私は、「自身の神秘体験」に加えて、数多くの「他人の臨死体験」を調べてきました。それらの内容から考えて、これは意識的に体外離脱を試みたシャーマンの「意識」が、どれくらいの上空から「何」の地上絵を見たのかということに眼目があったのではないか、と思うようになったのです。上空を飛びまわって絵を見ることで、それぞれの「意識」がどこまで行ったかを“競う”、あるいは飛ばすことが出来るかの“訓練”をする、またはそれによって事象を“占う”ことではなかったか、と考えたのです。

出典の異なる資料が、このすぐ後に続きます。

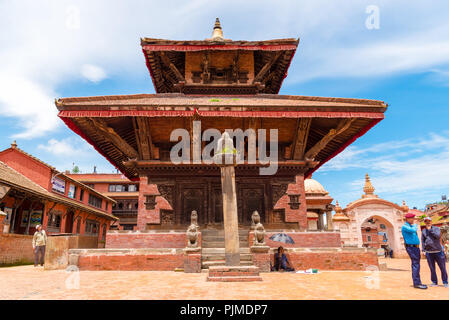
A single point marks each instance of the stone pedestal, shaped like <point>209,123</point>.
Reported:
<point>192,260</point>
<point>261,257</point>
<point>2,219</point>
<point>234,274</point>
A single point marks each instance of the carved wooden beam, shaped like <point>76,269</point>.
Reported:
<point>166,60</point>
<point>320,145</point>
<point>109,134</point>
<point>266,67</point>
<point>300,141</point>
<point>143,136</point>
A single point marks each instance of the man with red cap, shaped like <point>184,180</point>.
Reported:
<point>411,239</point>
<point>431,244</point>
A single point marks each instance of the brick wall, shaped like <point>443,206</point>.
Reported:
<point>27,166</point>
<point>147,240</point>
<point>144,215</point>
<point>304,240</point>
<point>130,260</point>
<point>16,248</point>
<point>295,215</point>
<point>2,222</point>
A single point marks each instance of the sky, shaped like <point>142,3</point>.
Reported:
<point>394,51</point>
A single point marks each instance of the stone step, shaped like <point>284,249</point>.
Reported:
<point>221,250</point>
<point>218,244</point>
<point>221,232</point>
<point>220,238</point>
<point>235,279</point>
<point>221,256</point>
<point>207,264</point>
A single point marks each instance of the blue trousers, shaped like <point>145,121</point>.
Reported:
<point>440,259</point>
<point>415,256</point>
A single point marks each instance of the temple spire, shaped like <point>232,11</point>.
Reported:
<point>217,34</point>
<point>368,188</point>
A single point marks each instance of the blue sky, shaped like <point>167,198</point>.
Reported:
<point>52,49</point>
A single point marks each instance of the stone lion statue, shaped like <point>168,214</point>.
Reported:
<point>259,230</point>
<point>192,231</point>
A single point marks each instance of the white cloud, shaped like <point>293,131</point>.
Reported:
<point>93,73</point>
<point>49,44</point>
<point>400,167</point>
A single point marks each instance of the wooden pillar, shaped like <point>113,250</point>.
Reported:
<point>230,218</point>
<point>330,226</point>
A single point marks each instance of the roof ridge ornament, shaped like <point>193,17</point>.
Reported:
<point>217,33</point>
<point>368,188</point>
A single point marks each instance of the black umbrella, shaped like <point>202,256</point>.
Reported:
<point>282,237</point>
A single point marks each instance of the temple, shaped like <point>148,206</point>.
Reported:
<point>226,85</point>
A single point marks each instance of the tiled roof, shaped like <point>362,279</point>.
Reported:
<point>177,99</point>
<point>12,178</point>
<point>14,147</point>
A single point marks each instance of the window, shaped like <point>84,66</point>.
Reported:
<point>91,227</point>
<point>54,222</point>
<point>123,188</point>
<point>104,232</point>
<point>95,201</point>
<point>78,225</point>
<point>72,191</point>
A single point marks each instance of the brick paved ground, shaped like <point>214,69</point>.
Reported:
<point>27,282</point>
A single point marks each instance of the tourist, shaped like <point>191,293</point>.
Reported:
<point>281,262</point>
<point>411,239</point>
<point>431,245</point>
<point>39,243</point>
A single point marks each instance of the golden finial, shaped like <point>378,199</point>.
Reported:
<point>217,34</point>
<point>404,206</point>
<point>337,208</point>
<point>368,188</point>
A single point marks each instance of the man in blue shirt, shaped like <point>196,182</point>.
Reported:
<point>431,244</point>
<point>411,239</point>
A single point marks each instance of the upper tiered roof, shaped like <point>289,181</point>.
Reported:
<point>218,65</point>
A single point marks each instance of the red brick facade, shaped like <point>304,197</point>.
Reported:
<point>145,260</point>
<point>295,215</point>
<point>147,240</point>
<point>16,248</point>
<point>304,240</point>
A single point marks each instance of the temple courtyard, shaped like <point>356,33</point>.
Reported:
<point>27,282</point>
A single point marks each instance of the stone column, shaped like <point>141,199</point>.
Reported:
<point>2,219</point>
<point>226,159</point>
<point>330,226</point>
<point>230,218</point>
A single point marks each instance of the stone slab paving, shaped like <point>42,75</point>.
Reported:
<point>27,282</point>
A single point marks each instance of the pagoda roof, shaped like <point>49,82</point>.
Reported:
<point>166,112</point>
<point>163,56</point>
<point>238,103</point>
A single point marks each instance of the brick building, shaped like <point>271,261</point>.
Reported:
<point>33,192</point>
<point>207,87</point>
<point>116,186</point>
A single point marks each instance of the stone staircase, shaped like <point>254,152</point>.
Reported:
<point>213,252</point>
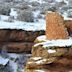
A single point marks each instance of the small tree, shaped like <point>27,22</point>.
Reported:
<point>26,16</point>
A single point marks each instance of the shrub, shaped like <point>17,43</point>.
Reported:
<point>22,6</point>
<point>26,16</point>
<point>4,10</point>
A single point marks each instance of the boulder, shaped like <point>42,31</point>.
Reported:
<point>17,47</point>
<point>18,35</point>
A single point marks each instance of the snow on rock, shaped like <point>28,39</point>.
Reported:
<point>4,17</point>
<point>39,1</point>
<point>58,42</point>
<point>23,25</point>
<point>3,61</point>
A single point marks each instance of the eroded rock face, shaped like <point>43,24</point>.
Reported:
<point>19,35</point>
<point>68,24</point>
<point>18,40</point>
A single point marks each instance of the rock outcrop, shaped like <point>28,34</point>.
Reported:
<point>18,40</point>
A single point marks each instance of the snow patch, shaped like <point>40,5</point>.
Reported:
<point>51,43</point>
<point>3,61</point>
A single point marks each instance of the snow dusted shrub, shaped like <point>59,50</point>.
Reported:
<point>53,9</point>
<point>26,16</point>
<point>7,0</point>
<point>34,3</point>
<point>4,10</point>
<point>22,6</point>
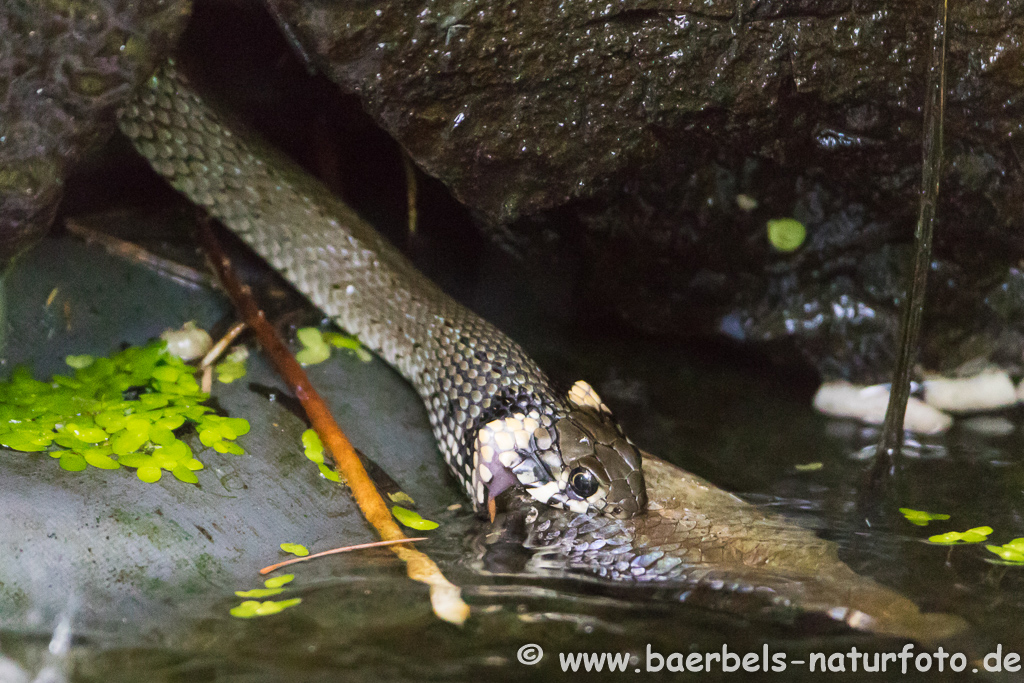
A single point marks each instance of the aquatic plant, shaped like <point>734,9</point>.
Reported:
<point>115,412</point>
<point>921,518</point>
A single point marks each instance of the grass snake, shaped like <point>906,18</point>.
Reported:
<point>498,420</point>
<point>500,423</point>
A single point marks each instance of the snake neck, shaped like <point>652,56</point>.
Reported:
<point>482,392</point>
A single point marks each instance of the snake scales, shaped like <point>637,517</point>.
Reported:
<point>496,416</point>
<point>485,397</point>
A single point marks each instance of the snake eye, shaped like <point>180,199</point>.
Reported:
<point>583,481</point>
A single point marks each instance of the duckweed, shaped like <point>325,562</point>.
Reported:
<point>315,346</point>
<point>413,519</point>
<point>349,343</point>
<point>786,235</point>
<point>312,445</point>
<point>314,349</point>
<point>1011,553</point>
<point>79,361</point>
<point>251,608</point>
<point>920,517</point>
<point>976,535</point>
<point>116,412</point>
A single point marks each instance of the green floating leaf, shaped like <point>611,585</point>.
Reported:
<point>309,337</point>
<point>920,517</point>
<point>401,497</point>
<point>1011,556</point>
<point>313,445</point>
<point>148,473</point>
<point>278,582</point>
<point>786,235</point>
<point>348,343</point>
<point>311,356</point>
<point>93,422</point>
<point>413,519</point>
<point>73,462</point>
<point>97,458</point>
<point>330,474</point>
<point>79,361</point>
<point>976,535</point>
<point>295,549</point>
<point>313,349</point>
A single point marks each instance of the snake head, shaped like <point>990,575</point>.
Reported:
<point>602,469</point>
<point>582,461</point>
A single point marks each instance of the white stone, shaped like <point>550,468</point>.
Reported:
<point>842,399</point>
<point>188,343</point>
<point>509,459</point>
<point>989,390</point>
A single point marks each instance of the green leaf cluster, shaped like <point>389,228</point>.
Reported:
<point>316,346</point>
<point>251,608</point>
<point>121,411</point>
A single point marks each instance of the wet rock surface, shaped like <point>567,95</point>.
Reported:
<point>640,147</point>
<point>650,142</point>
<point>65,69</point>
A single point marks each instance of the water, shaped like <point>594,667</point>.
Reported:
<point>729,417</point>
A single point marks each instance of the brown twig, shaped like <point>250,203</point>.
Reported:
<point>445,597</point>
<point>411,190</point>
<point>132,252</point>
<point>335,551</point>
<point>217,349</point>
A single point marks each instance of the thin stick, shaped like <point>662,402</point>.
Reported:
<point>132,252</point>
<point>444,596</point>
<point>215,352</point>
<point>931,172</point>
<point>411,189</point>
<point>335,551</point>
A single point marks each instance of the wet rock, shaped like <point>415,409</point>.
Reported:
<point>65,69</point>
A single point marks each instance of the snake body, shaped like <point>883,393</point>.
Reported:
<point>497,418</point>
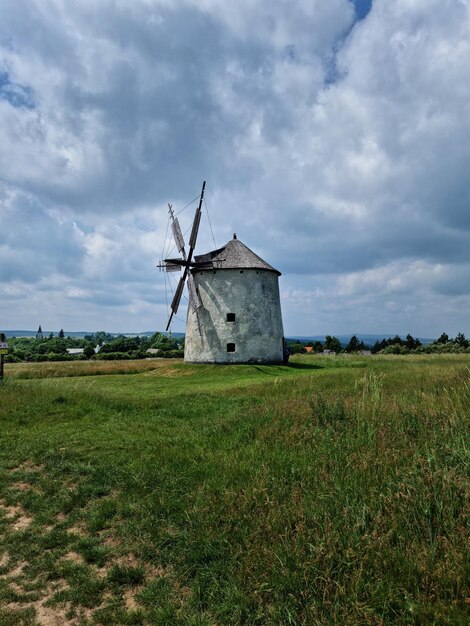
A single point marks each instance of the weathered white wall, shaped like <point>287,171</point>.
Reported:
<point>253,295</point>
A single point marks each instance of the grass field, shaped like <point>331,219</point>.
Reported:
<point>330,491</point>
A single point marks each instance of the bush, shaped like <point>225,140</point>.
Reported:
<point>112,356</point>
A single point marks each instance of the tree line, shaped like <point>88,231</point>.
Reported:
<point>392,345</point>
<point>97,346</point>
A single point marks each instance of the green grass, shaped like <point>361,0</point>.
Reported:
<point>330,491</point>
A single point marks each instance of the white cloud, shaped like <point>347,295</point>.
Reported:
<point>339,152</point>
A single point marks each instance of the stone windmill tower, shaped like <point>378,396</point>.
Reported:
<point>234,313</point>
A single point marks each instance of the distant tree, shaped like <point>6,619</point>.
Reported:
<point>296,347</point>
<point>412,343</point>
<point>89,350</point>
<point>354,344</point>
<point>461,340</point>
<point>444,338</point>
<point>332,343</point>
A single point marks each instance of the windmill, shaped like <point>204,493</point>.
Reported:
<point>234,313</point>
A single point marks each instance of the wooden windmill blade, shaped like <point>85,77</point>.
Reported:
<point>178,235</point>
<point>194,299</point>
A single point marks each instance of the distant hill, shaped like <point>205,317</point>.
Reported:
<point>367,339</point>
<point>344,339</point>
<point>80,334</point>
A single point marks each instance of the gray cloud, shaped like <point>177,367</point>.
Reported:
<point>337,149</point>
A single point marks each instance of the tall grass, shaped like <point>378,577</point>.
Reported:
<point>333,491</point>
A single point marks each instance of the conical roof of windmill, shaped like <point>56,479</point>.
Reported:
<point>234,255</point>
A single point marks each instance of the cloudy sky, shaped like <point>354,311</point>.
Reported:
<point>334,137</point>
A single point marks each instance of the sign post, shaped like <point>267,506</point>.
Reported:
<point>3,350</point>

日本の卑弥呼もそうですが、当時のシャーマンというのは部族の命運を左右するほどの絶大な力を持っていたと想像します。したがって、大地にあのような空間が出来上がっていたとしてもおかしくはない、と私はみるのです。
私は、スイスの精神科医で心理学者のカール・グスタフ・ユングから多くのことを学びました。ユングはいとも簡単に自身の「意識」を体外離脱させ、宇宙を“散歩”しているのです。
◆例証として、「ユングの言葉」を引用します。
私は宇宙の高みから地球を眺めていた。
はるか下方には青い光に輝く地球が浮かんでいるのが見え、そこには紺碧の海と諸大陸が見えていた。はるか彼方にはセイロン島があり、前方はインド半島だった。
地球の大部分は着色されており、ところどころいぶし銀のような濃淡の斑点をつけていた。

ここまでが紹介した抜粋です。